By Gwendolyne Honrud
The Courier 

Libertarian Candidate Looks to Give Voters Third Choice


September 19, 2018

When she didn’t see a candidate she could support for Montana’s lone Representative seat, she decided to do something about it. A former Democrat, Elinor Swanson is running for the position now as a Libertarian. Swanson has been campaigning throughout the state, even making a stop in Glasgow on Sept. 12, discussing her campaign stands on two basic philosophies: decrease the debt, and live and let live.

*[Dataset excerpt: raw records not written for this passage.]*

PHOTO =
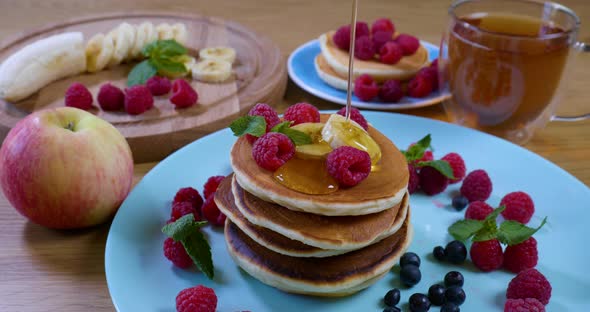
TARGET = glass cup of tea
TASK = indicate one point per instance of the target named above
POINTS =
(505, 62)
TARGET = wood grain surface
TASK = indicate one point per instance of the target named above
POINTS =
(46, 270)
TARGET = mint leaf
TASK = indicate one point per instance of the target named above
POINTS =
(513, 232)
(141, 73)
(441, 166)
(463, 229)
(298, 137)
(253, 125)
(197, 247)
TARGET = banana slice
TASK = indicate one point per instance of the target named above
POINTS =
(164, 31)
(339, 132)
(180, 33)
(99, 50)
(211, 70)
(123, 37)
(40, 63)
(218, 53)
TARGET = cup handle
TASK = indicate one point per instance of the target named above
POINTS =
(582, 47)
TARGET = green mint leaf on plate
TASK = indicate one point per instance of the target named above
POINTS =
(464, 229)
(197, 247)
(183, 227)
(513, 232)
(253, 125)
(141, 73)
(441, 166)
(298, 137)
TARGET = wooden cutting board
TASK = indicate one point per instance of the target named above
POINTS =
(260, 76)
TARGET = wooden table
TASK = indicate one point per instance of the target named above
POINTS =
(46, 270)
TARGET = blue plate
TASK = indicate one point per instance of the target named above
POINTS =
(141, 279)
(302, 71)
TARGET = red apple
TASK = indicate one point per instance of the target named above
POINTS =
(65, 168)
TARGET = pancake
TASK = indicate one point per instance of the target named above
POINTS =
(381, 190)
(405, 69)
(331, 276)
(334, 232)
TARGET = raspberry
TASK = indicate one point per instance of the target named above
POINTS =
(364, 48)
(519, 207)
(457, 164)
(477, 186)
(270, 116)
(420, 86)
(478, 210)
(523, 305)
(521, 256)
(391, 91)
(180, 209)
(191, 195)
(158, 85)
(342, 38)
(414, 181)
(408, 43)
(272, 150)
(380, 38)
(356, 116)
(183, 94)
(301, 113)
(390, 53)
(138, 99)
(365, 88)
(110, 98)
(529, 283)
(432, 181)
(487, 255)
(174, 251)
(78, 96)
(382, 24)
(211, 185)
(431, 73)
(348, 165)
(211, 212)
(196, 299)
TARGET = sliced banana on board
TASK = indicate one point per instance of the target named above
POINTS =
(218, 53)
(211, 70)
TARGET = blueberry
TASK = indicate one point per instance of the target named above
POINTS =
(419, 303)
(436, 294)
(460, 202)
(409, 258)
(392, 297)
(456, 252)
(454, 278)
(455, 294)
(450, 307)
(439, 253)
(410, 275)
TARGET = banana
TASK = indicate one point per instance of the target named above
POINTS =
(180, 33)
(319, 148)
(124, 38)
(99, 50)
(218, 53)
(211, 70)
(165, 31)
(339, 132)
(40, 63)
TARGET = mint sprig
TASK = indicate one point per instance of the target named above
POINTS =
(509, 232)
(187, 231)
(162, 56)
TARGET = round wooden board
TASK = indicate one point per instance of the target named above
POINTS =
(260, 76)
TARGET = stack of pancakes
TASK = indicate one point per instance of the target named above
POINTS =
(332, 65)
(327, 245)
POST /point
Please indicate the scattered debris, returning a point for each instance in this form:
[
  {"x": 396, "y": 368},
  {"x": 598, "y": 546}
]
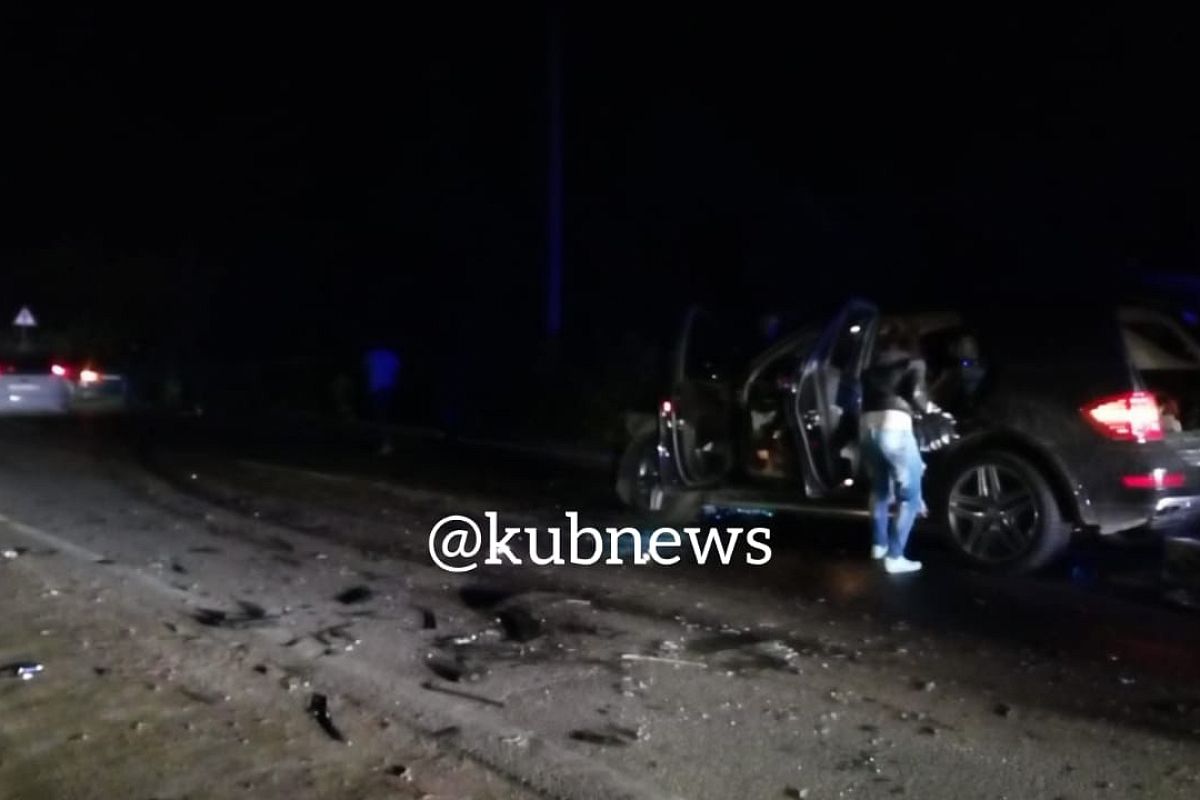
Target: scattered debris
[
  {"x": 251, "y": 614},
  {"x": 484, "y": 596},
  {"x": 318, "y": 709},
  {"x": 22, "y": 669},
  {"x": 677, "y": 662},
  {"x": 429, "y": 621},
  {"x": 609, "y": 737},
  {"x": 445, "y": 669},
  {"x": 520, "y": 625},
  {"x": 457, "y": 692},
  {"x": 354, "y": 595}
]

Her campaign website points out that every citizen in the country is $75,000 in debt due to federal borrowing. If elected, Swanson has pledged to reduce her salary by that exact amount as a donation to pay down the debt. Swanson strongly believes in the live and let live tenet, for both domestic and international policies. Recognizing the diversity of the country’s population and the improbability of agreement on a single set of cultural, religious and social values, she relies on the idea that people can live peacefully by respecting one another’s desire to live as they please, provided they do not harm any one. Underpinning the live and let live approach is her staunch opposition to international interventions that are not directly related to the U.S.’s national security, going so far as to say that she would not support military intervention, even in cases of genocide.

Swanson says that if elected, she would take small steps to limit the federal government by making cuts feasibly and reasonably. In addition to drastically scaling back military operations, she would like to do away with the Department of Education, noting that the government is the direct cause of student costs and debt. She would see education implemented at the local level, stressing the need for maximizing choice at every level and expressing support for charter schools and the privatization of education. She acknowledged that while issues regarding public lands are important, she does not believe those issues should be a top priority at this time but, rather, chooses to see federal spending and debt as her focal point.

The political polling website, FiveThirtyEight, gives her chance of winning at less than one in 100. Swanson projects confidence in herself and the beliefs she espouses even while recognizing her campaign is a long shot. She paints herself as neither a liberal nor an anarchist, and claims that libertarians are the new moderates. And she hopes her message and beliefs will connect with the voters of Montana, offfering them a viable alternative candidate this November.

The election will be Tuesday, Nov. 6, this year, with absentee ballots going out Oct. 12.